If that’s something that makes sense for the project, I would love to explore the topic and contribute. I would appreciate some feedback and guidance on this (should I open a new issue?)

Thanks

B0go on May 15, 2023

@bwplotka I’d like to revisit this issue, if you have a moment. We have a very simple stack set up using this docker-compose configuration. It has:

One Prometheus instance
One Grafana instance
One Thanos sidecar
One Thanos store server
One Thanos query server
Object storage in OpenStack

After running for just a couple of days, we’re running into the “error executing compaction: compaction failed: compaction failed for group …: pre compaction overlap check: overlaps found while gathering blocks.” error.

The troubleshooting documents suggests the following reasons for this error:

Misconfiguraiton of sidecar/ruler: Same external labels or no external labels across many block producers.

We only have a single sidecar (and no ruler).
Running multiple compactors for single block “stream”, even for short duration.

We only have a single compactor.
Manually uploading blocks to the bucket.

This never happened.
Eventually consistent block storage until we fully implement RW for bucket

I’m not entirely sure what this is suggesting.
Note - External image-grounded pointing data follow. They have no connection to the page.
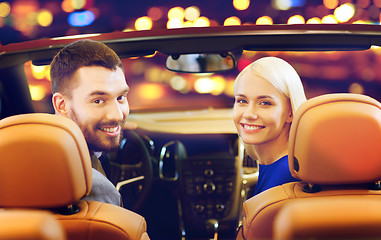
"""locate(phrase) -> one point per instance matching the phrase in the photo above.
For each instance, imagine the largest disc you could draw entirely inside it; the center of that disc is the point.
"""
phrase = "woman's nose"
(250, 113)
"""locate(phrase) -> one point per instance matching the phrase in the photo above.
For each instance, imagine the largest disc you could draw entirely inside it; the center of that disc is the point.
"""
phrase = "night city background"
(23, 20)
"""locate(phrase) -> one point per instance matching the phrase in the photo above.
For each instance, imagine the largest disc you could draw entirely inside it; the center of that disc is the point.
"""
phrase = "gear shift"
(212, 227)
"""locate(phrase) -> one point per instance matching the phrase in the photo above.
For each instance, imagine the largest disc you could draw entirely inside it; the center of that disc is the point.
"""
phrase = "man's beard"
(93, 142)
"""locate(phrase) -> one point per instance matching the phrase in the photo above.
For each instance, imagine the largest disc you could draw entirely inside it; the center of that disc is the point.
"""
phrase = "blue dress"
(274, 174)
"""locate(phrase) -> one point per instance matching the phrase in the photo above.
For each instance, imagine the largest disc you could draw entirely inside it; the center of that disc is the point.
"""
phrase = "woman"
(267, 94)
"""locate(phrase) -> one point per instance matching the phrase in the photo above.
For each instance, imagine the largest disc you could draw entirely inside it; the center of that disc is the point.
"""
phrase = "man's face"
(99, 106)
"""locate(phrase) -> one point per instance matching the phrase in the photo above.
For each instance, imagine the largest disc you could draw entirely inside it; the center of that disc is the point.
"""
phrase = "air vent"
(170, 154)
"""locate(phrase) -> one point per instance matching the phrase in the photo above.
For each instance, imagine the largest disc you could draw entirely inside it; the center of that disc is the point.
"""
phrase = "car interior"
(45, 165)
(322, 128)
(182, 171)
(30, 224)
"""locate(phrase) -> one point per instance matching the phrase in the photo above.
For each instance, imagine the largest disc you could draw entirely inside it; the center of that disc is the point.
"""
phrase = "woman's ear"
(59, 104)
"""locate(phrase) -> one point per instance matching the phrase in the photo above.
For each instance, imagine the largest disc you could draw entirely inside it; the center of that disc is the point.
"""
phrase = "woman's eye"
(265, 103)
(241, 101)
(98, 101)
(122, 97)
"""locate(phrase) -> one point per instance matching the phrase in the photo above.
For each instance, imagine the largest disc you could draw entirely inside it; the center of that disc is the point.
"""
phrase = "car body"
(183, 168)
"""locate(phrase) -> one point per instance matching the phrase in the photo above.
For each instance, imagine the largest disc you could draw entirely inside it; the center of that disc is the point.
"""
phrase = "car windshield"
(155, 88)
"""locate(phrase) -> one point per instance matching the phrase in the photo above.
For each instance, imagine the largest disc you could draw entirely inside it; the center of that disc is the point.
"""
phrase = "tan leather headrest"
(336, 139)
(44, 161)
(30, 225)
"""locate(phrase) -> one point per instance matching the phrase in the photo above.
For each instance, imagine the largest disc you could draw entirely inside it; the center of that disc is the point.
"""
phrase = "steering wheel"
(132, 172)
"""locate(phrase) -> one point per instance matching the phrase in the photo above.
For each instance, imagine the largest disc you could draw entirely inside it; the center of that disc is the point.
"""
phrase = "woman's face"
(261, 112)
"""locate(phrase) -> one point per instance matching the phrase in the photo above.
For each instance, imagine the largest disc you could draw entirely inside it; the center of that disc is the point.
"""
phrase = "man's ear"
(290, 117)
(59, 104)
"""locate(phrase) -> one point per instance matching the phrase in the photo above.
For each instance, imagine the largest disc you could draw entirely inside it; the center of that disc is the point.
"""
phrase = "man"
(89, 87)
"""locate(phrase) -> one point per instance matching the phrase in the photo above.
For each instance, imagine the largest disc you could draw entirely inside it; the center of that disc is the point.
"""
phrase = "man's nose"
(117, 111)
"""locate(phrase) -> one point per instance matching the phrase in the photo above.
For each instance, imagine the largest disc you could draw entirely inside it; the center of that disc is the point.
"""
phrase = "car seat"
(339, 217)
(45, 164)
(334, 148)
(30, 225)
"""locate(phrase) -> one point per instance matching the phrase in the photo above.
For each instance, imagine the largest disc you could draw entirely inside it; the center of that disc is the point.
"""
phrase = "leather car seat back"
(45, 164)
(334, 148)
(30, 225)
(335, 139)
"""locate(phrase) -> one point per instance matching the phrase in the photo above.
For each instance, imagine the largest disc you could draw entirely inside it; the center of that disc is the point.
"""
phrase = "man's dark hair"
(82, 53)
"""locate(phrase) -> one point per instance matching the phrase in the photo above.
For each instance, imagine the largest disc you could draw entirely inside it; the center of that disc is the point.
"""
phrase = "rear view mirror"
(200, 63)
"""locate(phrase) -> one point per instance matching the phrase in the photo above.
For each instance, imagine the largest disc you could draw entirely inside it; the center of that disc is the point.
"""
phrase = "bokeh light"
(345, 12)
(155, 13)
(191, 13)
(241, 4)
(314, 20)
(264, 20)
(296, 19)
(67, 6)
(329, 19)
(78, 4)
(174, 23)
(180, 84)
(281, 4)
(81, 19)
(201, 22)
(204, 85)
(5, 9)
(331, 4)
(143, 23)
(232, 21)
(176, 12)
(45, 18)
(151, 91)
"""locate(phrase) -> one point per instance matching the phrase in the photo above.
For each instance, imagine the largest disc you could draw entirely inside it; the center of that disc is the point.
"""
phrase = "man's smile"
(251, 128)
(111, 131)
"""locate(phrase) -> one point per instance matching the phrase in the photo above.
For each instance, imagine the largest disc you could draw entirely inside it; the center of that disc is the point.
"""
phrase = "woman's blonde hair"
(281, 74)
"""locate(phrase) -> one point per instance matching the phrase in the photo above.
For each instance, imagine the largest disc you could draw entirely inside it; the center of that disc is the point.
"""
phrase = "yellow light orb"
(45, 18)
(232, 21)
(191, 13)
(201, 22)
(241, 4)
(329, 19)
(5, 9)
(345, 12)
(296, 19)
(176, 12)
(264, 20)
(143, 23)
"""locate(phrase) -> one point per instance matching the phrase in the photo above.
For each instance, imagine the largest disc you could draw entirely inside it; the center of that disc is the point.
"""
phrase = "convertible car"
(183, 167)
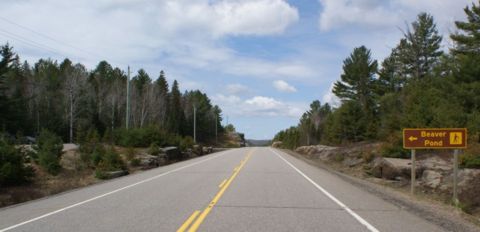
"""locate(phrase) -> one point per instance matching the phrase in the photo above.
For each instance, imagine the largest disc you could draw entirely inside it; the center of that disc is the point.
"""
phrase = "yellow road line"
(217, 197)
(223, 182)
(188, 221)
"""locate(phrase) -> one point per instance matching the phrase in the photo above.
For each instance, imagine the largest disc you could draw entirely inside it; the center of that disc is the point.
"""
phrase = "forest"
(419, 85)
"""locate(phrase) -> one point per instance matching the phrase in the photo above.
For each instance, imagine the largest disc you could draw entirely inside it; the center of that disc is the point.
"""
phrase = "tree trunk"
(71, 116)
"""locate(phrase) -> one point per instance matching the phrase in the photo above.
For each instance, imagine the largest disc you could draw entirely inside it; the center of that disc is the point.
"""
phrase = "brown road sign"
(435, 138)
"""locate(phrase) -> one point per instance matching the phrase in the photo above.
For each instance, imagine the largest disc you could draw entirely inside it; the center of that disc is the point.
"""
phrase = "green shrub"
(49, 147)
(97, 155)
(468, 160)
(140, 137)
(12, 169)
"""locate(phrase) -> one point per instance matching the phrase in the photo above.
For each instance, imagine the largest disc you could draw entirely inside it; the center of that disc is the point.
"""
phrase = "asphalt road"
(247, 189)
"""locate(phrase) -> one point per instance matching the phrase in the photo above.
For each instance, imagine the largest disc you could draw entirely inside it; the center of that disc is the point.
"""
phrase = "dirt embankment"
(434, 173)
(76, 173)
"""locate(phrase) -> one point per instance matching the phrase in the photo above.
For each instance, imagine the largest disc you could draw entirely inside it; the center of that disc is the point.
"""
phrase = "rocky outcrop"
(277, 144)
(393, 168)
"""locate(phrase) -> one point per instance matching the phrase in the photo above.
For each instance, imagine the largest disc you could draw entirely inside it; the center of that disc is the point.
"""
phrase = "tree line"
(417, 85)
(55, 102)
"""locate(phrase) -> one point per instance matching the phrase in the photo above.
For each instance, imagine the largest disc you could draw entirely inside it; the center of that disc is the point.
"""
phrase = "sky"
(262, 61)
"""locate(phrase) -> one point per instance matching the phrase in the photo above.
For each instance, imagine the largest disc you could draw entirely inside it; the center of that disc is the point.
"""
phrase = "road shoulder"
(444, 216)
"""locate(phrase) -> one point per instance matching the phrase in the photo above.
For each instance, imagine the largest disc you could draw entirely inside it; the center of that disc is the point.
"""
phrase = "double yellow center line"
(223, 186)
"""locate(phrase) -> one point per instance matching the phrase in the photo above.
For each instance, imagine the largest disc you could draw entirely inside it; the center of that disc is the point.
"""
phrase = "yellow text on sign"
(456, 138)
Given only a single producer of information and a single bucket for storage, I’m not sure how eventual consistency could be a problem.

If you have a minute (or @daixiang0 or someone else) I would appreciate some insight into what could be causing this problem.

We’re running:

$ docker-compose exec thanos_store thanos --version
thanos, version 0.12.0-dev (branch: master, revision: d18e1aec64ca3de143930a87d60bc52fe733e682)
  build user:       circleci@db15d248cc4d
  build date:       20200304-16:25:49
  go version:       go1.13.1

With:

$ docker-compose exec prom_main prometheus --version
prometheus, version 2.16.0 (branch: HEAD, revision: b90be6f32a33c03163d700e1452b54454ddce0ec)
  build user:       root@7ea0ae865f12
  build date:       20200213-23:50:02
  go version:       go1.13.8

larsks on Apr 8, 2020